I have a mortgage of 200K.I have a first mortgage of 160K at a fixed rate of 5.785% over 30yrs. and the 2nd one's 40K at 9.00% fixed.Now,the value of my place went up to about 350K in the last 4 years.Should I stay with my current plan or should I re-finance? And if I do,which way should I go? Home Equity loan or Home Equity line?

With $160k @ 5.785% and $40k @ 9.00% fixed, your blended rate is 6.428%. So if you were to refinance both mortgages, you should look for a rate that is lower than that. If you were to refinance just your 2nd mortgage, you should look for a rate that is lower than 9%.

If you were to refinance both mortgages, you wouldn't get either a Home Equity Loan (HEL) or a Home Equity Line of Credit (HELOC). You would get a new first mortgage, that would replace both of your current mortgages.

If you just want to refinance your 2nd mortgage, you could go with either an HEL or a HELOC.
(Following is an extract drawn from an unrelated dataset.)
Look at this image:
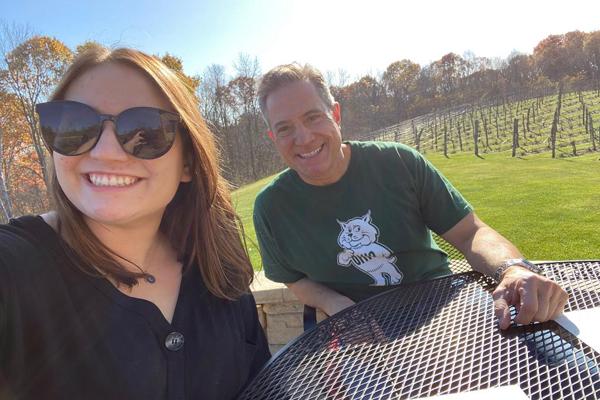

HELs are generally fixed rate mortgages, like your current 2nd mortgage. They are for a single amount, and cannot be borrowed from again.

HELOCs are lines of credit that usually have variable rates, often based on the prime rate (i.e. prime + 1). For the first 5 - 10 years, you can borrow money agains the HELOC, often just by writing a check or using a debit card. During the time that you can take additional money out of the HELOC, you usually only have to pay the interest on the money that you have borrowed. Once you can no longer borrow money, the loan payment schedule will reset and you will have to start paying back principal, as well as interest. This can cause your payment to go up significantly.

Which type of loan you should get, or if you should stick with your current loan structure really depends on what you are trying to do. Would you rather have one loan or two? Would you rather be able to draw money out if you need to, or not?

Should I take out a 2nd mortgage to pay for my credit card debt?

My husband and I are in our late fifties. He is disabled and is on a set income. We only make enough money to pay a our bills. There is very little money left over for gas, groceries or everyday living. We owe 25,000 in credit card debt and have about 30,000 in equity in our house.

If you took out the loan could you make the payment? If so I say yes its a good idea. Good luck!